While the average value of the WD heuristic is smaller than the 8-piece PDB (9.29 versus >9.7), it also has a larger maximum (16 versus 13). Since we're already computing the transposed board for the 8-piece PDB, we reuse that instead of transposing again. (Note that walking distance is a uniform improvement over Manhattan distance, in the sense that WD ≥ MD for any board, so it makes no sense to compute MD once we have WD. Furthermore, viewing WD as distance in the double-coset space (with the subgroups on both sides being generated by arbitrary row permutations), it turns out that the WD of a board is always the same as the WD of its inverse, so there's no need to explicitly compute that either (like we do for the 8-piece PDBs).)

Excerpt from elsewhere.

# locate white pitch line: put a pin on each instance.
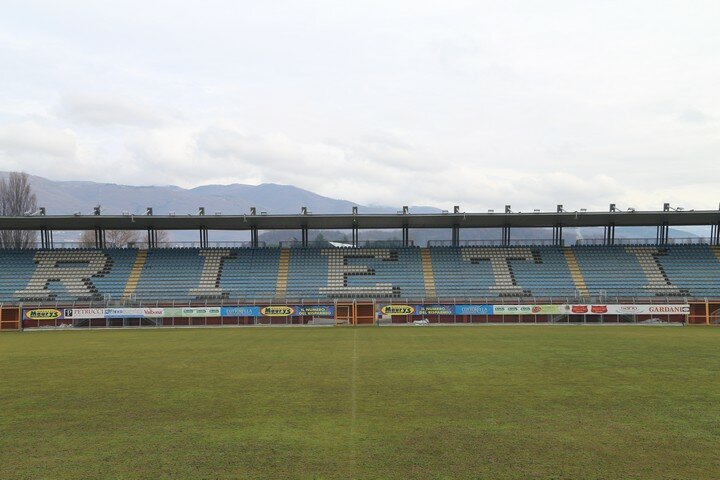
(353, 403)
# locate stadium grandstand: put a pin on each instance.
(507, 281)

The last optimisation I did was the very obvious thing of making use of the permutation parity of the board to exclude known-fruitless searches. E.g. if the board has even parity, we can skip searches of odd-length solutions. This provides something like a 3× speedup. (This parity constraint only works if the width and height are both even, so e.g. it wouldn't work on 3×4 or 5×5.) All in all, my current optimal solver manages around 240-250 random positions per second, compared to 27-ish before yesterday.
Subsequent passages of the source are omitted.